# GeneTrail2 1.5

#### Statistical analysis of molecular signatures

## Identifier-level statistics

Whereas identifier lists and score lists can be used directly as input for computing enrichments, expression matrices need to be processed to identifier-level scores first. This step is needed to assess the amount of differential expression for each biological entity. In this section, methods are described that can be used to quantify the difference between two groups. Each group can contain several measurements (samples). We use $X$ and $Y$ to denote the random variables from which the samples are drawn and $x_i$ and $y_i$ for the samples itself. The number of drawn samples are denoted as n and m respectively.

### Commonly used scoring schemes

#### Fold change

The fold change is a measure describing how much the sample means $\bar{x}$ and $\bar{y}$ differ.

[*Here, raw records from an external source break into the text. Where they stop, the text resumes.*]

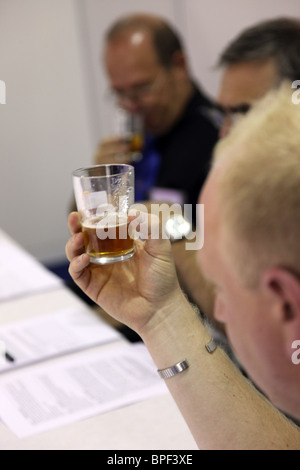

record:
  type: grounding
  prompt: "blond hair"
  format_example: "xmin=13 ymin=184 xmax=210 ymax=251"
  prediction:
xmin=213 ymin=83 xmax=300 ymax=288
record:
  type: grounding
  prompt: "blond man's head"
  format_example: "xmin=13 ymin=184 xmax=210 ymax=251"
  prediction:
xmin=213 ymin=83 xmax=300 ymax=287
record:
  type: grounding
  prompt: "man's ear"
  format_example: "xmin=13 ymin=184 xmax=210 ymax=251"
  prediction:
xmin=262 ymin=268 xmax=300 ymax=356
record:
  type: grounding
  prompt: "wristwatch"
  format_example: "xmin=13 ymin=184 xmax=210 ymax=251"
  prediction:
xmin=164 ymin=214 xmax=192 ymax=243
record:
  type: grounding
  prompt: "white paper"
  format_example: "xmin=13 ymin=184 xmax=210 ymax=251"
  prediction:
xmin=0 ymin=240 xmax=62 ymax=301
xmin=0 ymin=343 xmax=167 ymax=438
xmin=0 ymin=307 xmax=121 ymax=373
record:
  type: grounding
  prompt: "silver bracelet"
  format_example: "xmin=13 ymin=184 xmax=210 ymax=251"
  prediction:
xmin=157 ymin=339 xmax=217 ymax=379
xmin=157 ymin=360 xmax=190 ymax=379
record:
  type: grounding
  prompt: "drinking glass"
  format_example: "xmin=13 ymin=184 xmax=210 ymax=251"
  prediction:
xmin=73 ymin=164 xmax=134 ymax=264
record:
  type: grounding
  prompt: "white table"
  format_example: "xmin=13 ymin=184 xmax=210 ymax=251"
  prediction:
xmin=0 ymin=231 xmax=197 ymax=450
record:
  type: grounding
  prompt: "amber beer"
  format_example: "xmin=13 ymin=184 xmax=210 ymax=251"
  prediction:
xmin=82 ymin=215 xmax=134 ymax=264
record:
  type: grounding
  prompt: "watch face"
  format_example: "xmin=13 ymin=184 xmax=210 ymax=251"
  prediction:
xmin=165 ymin=214 xmax=191 ymax=240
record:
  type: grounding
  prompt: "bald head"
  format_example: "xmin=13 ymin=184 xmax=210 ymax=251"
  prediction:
xmin=106 ymin=14 xmax=183 ymax=67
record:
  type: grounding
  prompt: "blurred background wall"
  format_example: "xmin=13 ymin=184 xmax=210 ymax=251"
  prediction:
xmin=0 ymin=0 xmax=300 ymax=265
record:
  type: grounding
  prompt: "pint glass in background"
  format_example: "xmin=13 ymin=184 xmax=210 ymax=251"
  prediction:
xmin=73 ymin=164 xmax=134 ymax=264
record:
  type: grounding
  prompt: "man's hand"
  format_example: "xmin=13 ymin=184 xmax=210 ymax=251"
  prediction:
xmin=66 ymin=213 xmax=182 ymax=334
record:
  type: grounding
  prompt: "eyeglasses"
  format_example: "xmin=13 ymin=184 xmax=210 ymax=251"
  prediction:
xmin=110 ymin=73 xmax=166 ymax=104
xmin=209 ymin=103 xmax=251 ymax=128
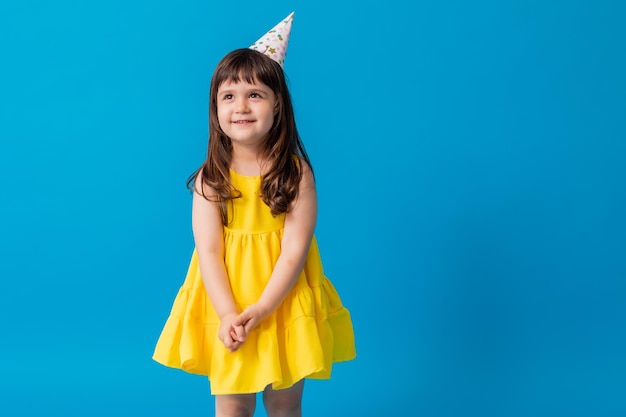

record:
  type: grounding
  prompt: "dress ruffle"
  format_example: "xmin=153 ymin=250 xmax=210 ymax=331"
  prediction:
xmin=153 ymin=234 xmax=356 ymax=394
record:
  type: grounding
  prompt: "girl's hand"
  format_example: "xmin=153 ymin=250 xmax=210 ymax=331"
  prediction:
xmin=217 ymin=313 xmax=245 ymax=353
xmin=233 ymin=304 xmax=269 ymax=343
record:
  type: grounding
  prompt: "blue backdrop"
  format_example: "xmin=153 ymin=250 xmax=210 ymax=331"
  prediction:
xmin=0 ymin=0 xmax=626 ymax=417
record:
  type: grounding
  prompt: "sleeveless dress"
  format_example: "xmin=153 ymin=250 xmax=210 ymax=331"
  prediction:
xmin=153 ymin=170 xmax=356 ymax=395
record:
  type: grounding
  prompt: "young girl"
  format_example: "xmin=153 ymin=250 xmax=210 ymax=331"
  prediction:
xmin=154 ymin=13 xmax=355 ymax=417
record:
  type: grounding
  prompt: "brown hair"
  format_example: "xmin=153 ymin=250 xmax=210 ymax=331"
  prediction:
xmin=187 ymin=48 xmax=312 ymax=225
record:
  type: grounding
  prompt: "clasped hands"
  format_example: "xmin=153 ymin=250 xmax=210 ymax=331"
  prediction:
xmin=217 ymin=304 xmax=268 ymax=352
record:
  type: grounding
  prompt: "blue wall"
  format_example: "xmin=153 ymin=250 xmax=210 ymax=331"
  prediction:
xmin=0 ymin=0 xmax=626 ymax=417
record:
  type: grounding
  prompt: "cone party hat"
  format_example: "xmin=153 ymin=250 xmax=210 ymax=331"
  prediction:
xmin=250 ymin=12 xmax=294 ymax=66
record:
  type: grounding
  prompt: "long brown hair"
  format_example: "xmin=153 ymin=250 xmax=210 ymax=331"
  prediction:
xmin=187 ymin=48 xmax=313 ymax=225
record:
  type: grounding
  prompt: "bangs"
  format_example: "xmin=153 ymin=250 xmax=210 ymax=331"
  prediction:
xmin=214 ymin=49 xmax=279 ymax=91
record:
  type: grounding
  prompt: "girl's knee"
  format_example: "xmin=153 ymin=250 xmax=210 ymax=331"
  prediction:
xmin=263 ymin=381 xmax=303 ymax=417
xmin=215 ymin=395 xmax=256 ymax=417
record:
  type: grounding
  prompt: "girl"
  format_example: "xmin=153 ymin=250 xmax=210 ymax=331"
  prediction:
xmin=154 ymin=27 xmax=355 ymax=417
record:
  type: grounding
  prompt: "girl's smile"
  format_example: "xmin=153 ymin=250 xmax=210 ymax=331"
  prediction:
xmin=217 ymin=81 xmax=276 ymax=146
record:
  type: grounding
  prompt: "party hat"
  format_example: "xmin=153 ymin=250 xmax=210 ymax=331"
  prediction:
xmin=250 ymin=12 xmax=294 ymax=66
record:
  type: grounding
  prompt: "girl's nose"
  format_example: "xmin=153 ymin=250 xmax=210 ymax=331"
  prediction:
xmin=235 ymin=98 xmax=248 ymax=113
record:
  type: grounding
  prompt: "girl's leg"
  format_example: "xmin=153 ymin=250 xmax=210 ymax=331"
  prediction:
xmin=215 ymin=394 xmax=256 ymax=417
xmin=263 ymin=379 xmax=304 ymax=417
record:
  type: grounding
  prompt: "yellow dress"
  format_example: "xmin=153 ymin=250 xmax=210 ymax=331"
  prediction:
xmin=153 ymin=170 xmax=356 ymax=395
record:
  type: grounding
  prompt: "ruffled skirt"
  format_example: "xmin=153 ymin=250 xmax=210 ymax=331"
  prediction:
xmin=153 ymin=231 xmax=356 ymax=395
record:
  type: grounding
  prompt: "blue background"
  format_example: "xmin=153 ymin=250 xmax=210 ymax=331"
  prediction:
xmin=0 ymin=0 xmax=626 ymax=417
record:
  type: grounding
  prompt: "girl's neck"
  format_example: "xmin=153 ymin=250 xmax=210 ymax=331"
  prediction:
xmin=230 ymin=147 xmax=261 ymax=176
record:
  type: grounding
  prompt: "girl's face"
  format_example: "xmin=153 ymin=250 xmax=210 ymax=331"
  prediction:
xmin=217 ymin=80 xmax=277 ymax=147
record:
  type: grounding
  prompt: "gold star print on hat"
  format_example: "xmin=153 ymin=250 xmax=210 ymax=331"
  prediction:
xmin=250 ymin=12 xmax=294 ymax=66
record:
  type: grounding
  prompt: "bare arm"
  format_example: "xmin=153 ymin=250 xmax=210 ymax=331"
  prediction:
xmin=235 ymin=162 xmax=317 ymax=334
xmin=191 ymin=184 xmax=244 ymax=351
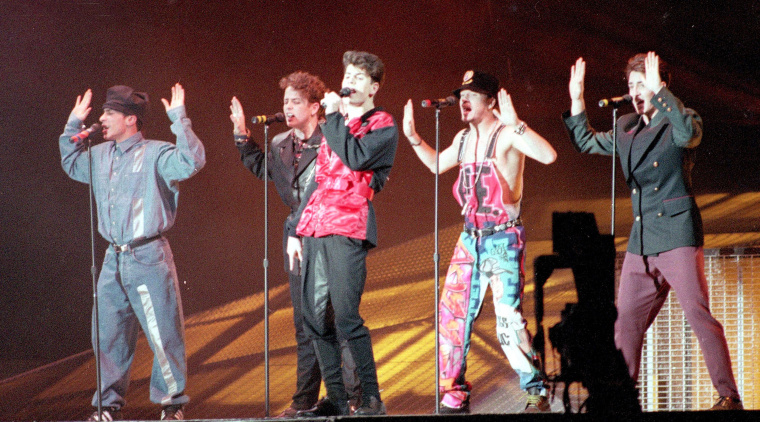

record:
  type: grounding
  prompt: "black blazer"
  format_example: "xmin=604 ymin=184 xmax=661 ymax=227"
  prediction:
xmin=238 ymin=126 xmax=322 ymax=214
xmin=237 ymin=126 xmax=322 ymax=275
xmin=563 ymin=87 xmax=704 ymax=255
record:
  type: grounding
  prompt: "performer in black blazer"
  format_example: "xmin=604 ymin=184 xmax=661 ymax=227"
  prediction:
xmin=230 ymin=71 xmax=361 ymax=418
xmin=563 ymin=52 xmax=743 ymax=410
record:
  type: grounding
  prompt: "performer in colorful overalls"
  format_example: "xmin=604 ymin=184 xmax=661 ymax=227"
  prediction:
xmin=287 ymin=51 xmax=398 ymax=416
xmin=403 ymin=70 xmax=557 ymax=413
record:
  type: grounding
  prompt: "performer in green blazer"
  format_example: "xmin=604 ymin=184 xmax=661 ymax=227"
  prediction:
xmin=563 ymin=52 xmax=743 ymax=410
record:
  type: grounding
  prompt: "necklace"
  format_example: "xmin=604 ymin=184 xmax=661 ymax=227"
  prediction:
xmin=460 ymin=120 xmax=500 ymax=192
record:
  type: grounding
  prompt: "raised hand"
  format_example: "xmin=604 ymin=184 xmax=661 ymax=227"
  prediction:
xmin=568 ymin=57 xmax=586 ymax=101
xmin=161 ymin=82 xmax=185 ymax=111
xmin=493 ymin=88 xmax=520 ymax=126
xmin=230 ymin=97 xmax=246 ymax=135
xmin=402 ymin=99 xmax=417 ymax=138
xmin=644 ymin=51 xmax=662 ymax=93
xmin=71 ymin=89 xmax=92 ymax=122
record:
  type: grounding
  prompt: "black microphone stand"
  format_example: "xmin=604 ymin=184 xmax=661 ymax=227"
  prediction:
xmin=87 ymin=138 xmax=103 ymax=419
xmin=433 ymin=105 xmax=441 ymax=415
xmin=610 ymin=104 xmax=620 ymax=237
xmin=263 ymin=122 xmax=271 ymax=417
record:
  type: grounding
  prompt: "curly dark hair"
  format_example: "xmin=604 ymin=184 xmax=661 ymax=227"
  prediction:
xmin=625 ymin=53 xmax=670 ymax=87
xmin=343 ymin=51 xmax=385 ymax=84
xmin=280 ymin=70 xmax=327 ymax=103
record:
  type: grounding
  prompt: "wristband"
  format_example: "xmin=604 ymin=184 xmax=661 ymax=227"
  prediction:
xmin=515 ymin=121 xmax=528 ymax=135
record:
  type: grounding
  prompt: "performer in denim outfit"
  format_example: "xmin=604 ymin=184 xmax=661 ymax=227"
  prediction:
xmin=59 ymin=84 xmax=206 ymax=420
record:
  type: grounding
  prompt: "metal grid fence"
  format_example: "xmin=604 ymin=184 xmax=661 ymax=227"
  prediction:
xmin=636 ymin=249 xmax=760 ymax=412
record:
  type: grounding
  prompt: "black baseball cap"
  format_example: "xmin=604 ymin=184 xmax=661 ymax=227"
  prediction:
xmin=454 ymin=70 xmax=499 ymax=98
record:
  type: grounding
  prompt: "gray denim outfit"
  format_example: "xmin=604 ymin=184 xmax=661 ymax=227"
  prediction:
xmin=59 ymin=106 xmax=206 ymax=408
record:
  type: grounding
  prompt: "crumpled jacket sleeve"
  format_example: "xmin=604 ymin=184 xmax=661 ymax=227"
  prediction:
xmin=157 ymin=106 xmax=206 ymax=184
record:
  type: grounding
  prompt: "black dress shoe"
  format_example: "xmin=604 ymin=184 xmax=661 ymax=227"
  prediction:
xmin=354 ymin=396 xmax=385 ymax=416
xmin=296 ymin=397 xmax=348 ymax=418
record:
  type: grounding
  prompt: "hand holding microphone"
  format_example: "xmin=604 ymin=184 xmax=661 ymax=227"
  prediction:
xmin=422 ymin=95 xmax=459 ymax=108
xmin=251 ymin=113 xmax=285 ymax=125
xmin=321 ymin=87 xmax=356 ymax=114
xmin=599 ymin=94 xmax=633 ymax=108
xmin=70 ymin=123 xmax=101 ymax=143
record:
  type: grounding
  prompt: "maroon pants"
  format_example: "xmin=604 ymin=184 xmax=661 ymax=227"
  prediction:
xmin=615 ymin=247 xmax=739 ymax=399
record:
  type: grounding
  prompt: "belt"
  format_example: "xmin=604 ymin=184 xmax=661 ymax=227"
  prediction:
xmin=111 ymin=234 xmax=161 ymax=253
xmin=464 ymin=217 xmax=522 ymax=237
xmin=319 ymin=177 xmax=375 ymax=201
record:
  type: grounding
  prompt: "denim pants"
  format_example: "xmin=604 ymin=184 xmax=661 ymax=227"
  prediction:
xmin=92 ymin=238 xmax=189 ymax=408
xmin=438 ymin=226 xmax=544 ymax=408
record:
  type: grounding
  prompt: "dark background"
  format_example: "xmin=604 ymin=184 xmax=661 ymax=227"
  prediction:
xmin=0 ymin=0 xmax=760 ymax=374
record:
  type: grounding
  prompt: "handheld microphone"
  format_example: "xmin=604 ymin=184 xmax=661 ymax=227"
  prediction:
xmin=251 ymin=113 xmax=285 ymax=125
xmin=319 ymin=87 xmax=356 ymax=108
xmin=422 ymin=95 xmax=457 ymax=108
xmin=71 ymin=123 xmax=100 ymax=143
xmin=599 ymin=94 xmax=633 ymax=108
xmin=338 ymin=88 xmax=356 ymax=97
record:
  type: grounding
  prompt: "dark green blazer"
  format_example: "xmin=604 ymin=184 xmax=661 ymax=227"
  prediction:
xmin=563 ymin=88 xmax=704 ymax=255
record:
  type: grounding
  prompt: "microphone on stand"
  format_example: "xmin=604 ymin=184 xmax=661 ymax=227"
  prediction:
xmin=599 ymin=94 xmax=633 ymax=108
xmin=71 ymin=123 xmax=100 ymax=143
xmin=251 ymin=113 xmax=285 ymax=125
xmin=422 ymin=95 xmax=458 ymax=108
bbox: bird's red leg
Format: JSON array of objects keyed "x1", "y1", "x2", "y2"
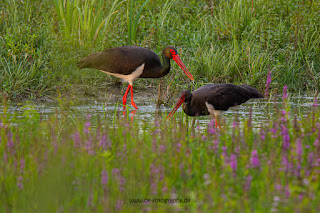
[
  {"x1": 129, "y1": 84, "x2": 138, "y2": 109},
  {"x1": 122, "y1": 84, "x2": 130, "y2": 107}
]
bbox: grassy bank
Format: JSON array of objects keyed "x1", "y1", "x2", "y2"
[
  {"x1": 0, "y1": 0, "x2": 320, "y2": 98},
  {"x1": 0, "y1": 90, "x2": 320, "y2": 212}
]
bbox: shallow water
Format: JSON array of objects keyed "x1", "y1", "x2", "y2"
[{"x1": 0, "y1": 95, "x2": 314, "y2": 128}]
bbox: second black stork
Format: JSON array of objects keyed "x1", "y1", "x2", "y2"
[
  {"x1": 77, "y1": 46, "x2": 194, "y2": 109},
  {"x1": 167, "y1": 84, "x2": 264, "y2": 129}
]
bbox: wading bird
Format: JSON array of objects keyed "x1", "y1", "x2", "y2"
[
  {"x1": 167, "y1": 84, "x2": 264, "y2": 129},
  {"x1": 77, "y1": 46, "x2": 194, "y2": 109}
]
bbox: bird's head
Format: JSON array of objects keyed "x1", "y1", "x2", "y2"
[
  {"x1": 167, "y1": 89, "x2": 192, "y2": 119},
  {"x1": 163, "y1": 46, "x2": 194, "y2": 81}
]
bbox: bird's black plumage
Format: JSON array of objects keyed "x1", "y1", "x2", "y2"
[{"x1": 180, "y1": 84, "x2": 263, "y2": 116}]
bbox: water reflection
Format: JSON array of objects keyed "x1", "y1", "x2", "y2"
[{"x1": 0, "y1": 95, "x2": 314, "y2": 128}]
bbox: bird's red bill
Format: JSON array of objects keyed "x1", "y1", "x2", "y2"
[
  {"x1": 172, "y1": 55, "x2": 194, "y2": 81},
  {"x1": 167, "y1": 97, "x2": 185, "y2": 119}
]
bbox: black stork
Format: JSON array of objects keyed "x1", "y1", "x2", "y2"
[
  {"x1": 167, "y1": 84, "x2": 264, "y2": 129},
  {"x1": 77, "y1": 46, "x2": 194, "y2": 109}
]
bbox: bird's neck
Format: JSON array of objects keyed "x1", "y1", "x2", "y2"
[{"x1": 160, "y1": 53, "x2": 170, "y2": 77}]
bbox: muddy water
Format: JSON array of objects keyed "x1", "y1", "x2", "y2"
[{"x1": 0, "y1": 95, "x2": 314, "y2": 128}]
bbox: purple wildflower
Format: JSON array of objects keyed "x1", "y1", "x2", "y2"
[
  {"x1": 159, "y1": 144, "x2": 167, "y2": 152},
  {"x1": 71, "y1": 131, "x2": 81, "y2": 148},
  {"x1": 244, "y1": 175, "x2": 252, "y2": 191},
  {"x1": 208, "y1": 120, "x2": 217, "y2": 135},
  {"x1": 281, "y1": 125, "x2": 290, "y2": 150},
  {"x1": 296, "y1": 138, "x2": 302, "y2": 159},
  {"x1": 111, "y1": 168, "x2": 126, "y2": 191},
  {"x1": 20, "y1": 158, "x2": 26, "y2": 174},
  {"x1": 285, "y1": 185, "x2": 291, "y2": 198},
  {"x1": 83, "y1": 121, "x2": 91, "y2": 134},
  {"x1": 280, "y1": 156, "x2": 292, "y2": 172},
  {"x1": 312, "y1": 91, "x2": 319, "y2": 107},
  {"x1": 260, "y1": 128, "x2": 266, "y2": 141},
  {"x1": 250, "y1": 150, "x2": 260, "y2": 168},
  {"x1": 222, "y1": 146, "x2": 229, "y2": 164},
  {"x1": 230, "y1": 154, "x2": 238, "y2": 172},
  {"x1": 17, "y1": 176, "x2": 23, "y2": 190},
  {"x1": 101, "y1": 169, "x2": 109, "y2": 186},
  {"x1": 87, "y1": 192, "x2": 93, "y2": 206},
  {"x1": 86, "y1": 138, "x2": 94, "y2": 155},
  {"x1": 282, "y1": 85, "x2": 288, "y2": 101},
  {"x1": 7, "y1": 131, "x2": 15, "y2": 155},
  {"x1": 116, "y1": 200, "x2": 123, "y2": 210},
  {"x1": 99, "y1": 134, "x2": 111, "y2": 150},
  {"x1": 274, "y1": 184, "x2": 282, "y2": 191},
  {"x1": 264, "y1": 70, "x2": 271, "y2": 97},
  {"x1": 177, "y1": 143, "x2": 181, "y2": 152}
]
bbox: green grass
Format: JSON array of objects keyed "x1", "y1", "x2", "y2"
[
  {"x1": 0, "y1": 94, "x2": 320, "y2": 212},
  {"x1": 0, "y1": 0, "x2": 320, "y2": 98}
]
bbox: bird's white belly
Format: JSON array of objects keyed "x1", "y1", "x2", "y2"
[
  {"x1": 205, "y1": 102, "x2": 223, "y2": 117},
  {"x1": 100, "y1": 63, "x2": 144, "y2": 85}
]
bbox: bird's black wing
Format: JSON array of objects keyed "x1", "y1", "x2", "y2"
[
  {"x1": 77, "y1": 46, "x2": 161, "y2": 75},
  {"x1": 194, "y1": 84, "x2": 263, "y2": 111}
]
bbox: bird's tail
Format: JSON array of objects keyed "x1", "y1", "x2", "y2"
[
  {"x1": 77, "y1": 52, "x2": 100, "y2": 69},
  {"x1": 241, "y1": 85, "x2": 264, "y2": 98}
]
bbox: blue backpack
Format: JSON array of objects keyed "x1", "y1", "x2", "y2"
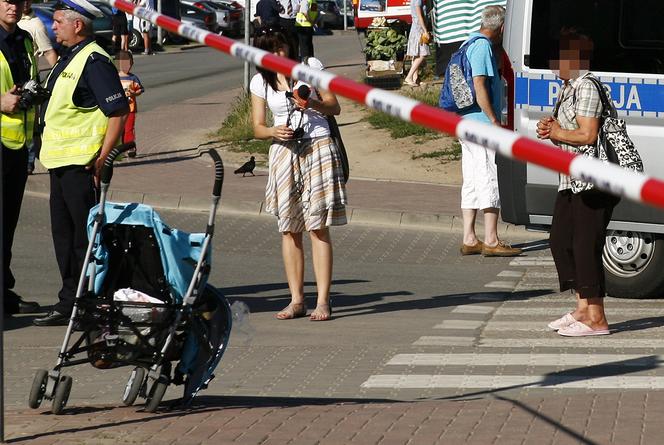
[{"x1": 438, "y1": 36, "x2": 489, "y2": 113}]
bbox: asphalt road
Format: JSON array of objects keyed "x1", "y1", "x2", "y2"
[{"x1": 133, "y1": 31, "x2": 364, "y2": 111}]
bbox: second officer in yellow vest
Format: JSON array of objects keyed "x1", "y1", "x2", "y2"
[
  {"x1": 34, "y1": 0, "x2": 129, "y2": 326},
  {"x1": 0, "y1": 0, "x2": 39, "y2": 315},
  {"x1": 295, "y1": 0, "x2": 318, "y2": 61}
]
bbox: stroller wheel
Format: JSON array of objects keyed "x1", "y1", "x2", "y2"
[
  {"x1": 51, "y1": 375, "x2": 72, "y2": 414},
  {"x1": 145, "y1": 379, "x2": 168, "y2": 413},
  {"x1": 122, "y1": 367, "x2": 145, "y2": 406},
  {"x1": 28, "y1": 369, "x2": 48, "y2": 409}
]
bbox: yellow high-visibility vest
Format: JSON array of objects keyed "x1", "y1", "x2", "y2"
[
  {"x1": 39, "y1": 42, "x2": 111, "y2": 169},
  {"x1": 295, "y1": 0, "x2": 318, "y2": 28},
  {"x1": 0, "y1": 37, "x2": 37, "y2": 150}
]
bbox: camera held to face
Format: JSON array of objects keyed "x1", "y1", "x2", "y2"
[{"x1": 18, "y1": 80, "x2": 51, "y2": 110}]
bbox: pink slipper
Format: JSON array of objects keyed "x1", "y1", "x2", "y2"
[
  {"x1": 547, "y1": 312, "x2": 576, "y2": 331},
  {"x1": 558, "y1": 321, "x2": 610, "y2": 337}
]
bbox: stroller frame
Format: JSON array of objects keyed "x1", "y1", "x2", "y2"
[{"x1": 29, "y1": 142, "x2": 232, "y2": 414}]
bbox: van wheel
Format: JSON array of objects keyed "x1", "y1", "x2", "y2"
[
  {"x1": 602, "y1": 230, "x2": 664, "y2": 298},
  {"x1": 128, "y1": 29, "x2": 143, "y2": 51}
]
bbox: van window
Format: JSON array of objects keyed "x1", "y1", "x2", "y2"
[{"x1": 526, "y1": 0, "x2": 664, "y2": 74}]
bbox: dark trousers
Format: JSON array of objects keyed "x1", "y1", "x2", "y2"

$$fc = \frac{\bar{x}}{\bar{y}}$$The standard fold change has the following problem. If $\bar{y}$ is bigger than $\bar{x}$ all possible fold changes have a value between 0 and 1, whereas if $\bar{y}$ is smaller then $\bar{x}$ the fold changes can have any value between 1 and infinity. This asymmetric scale makes it hard to interpret and compare different values. To overcome this difficulty, the fold change is often computed with logarithmized values. The logarithm transforms the fold change into a symmetrical scale, where a decrease is indicated by negative values and an increase by positive ones.

$$fc = log(\frac{\bar{x}}{\bar{y}}) = log(\bar{x}) - log(\bar{y})$$#### Z-score

The Z-score measures the distance between a score x and the mean of a normal population ($\mu$) in units of the standard deviation ($\sigma$) [1]. A negative value of z denotes that x is below $\mu$ and a positive value that it is above. The Z-score of a score $x$ is defined as:

$$z=\frac{x-\bar{y}}{s_y}$$#### Signal-to-noise ratio

Signal-to-noise (SNR) ratio is a measure that compares the level of a desired signal to the level of background noise [2]. It also describes the differences in the sample means in units of the standard deviation.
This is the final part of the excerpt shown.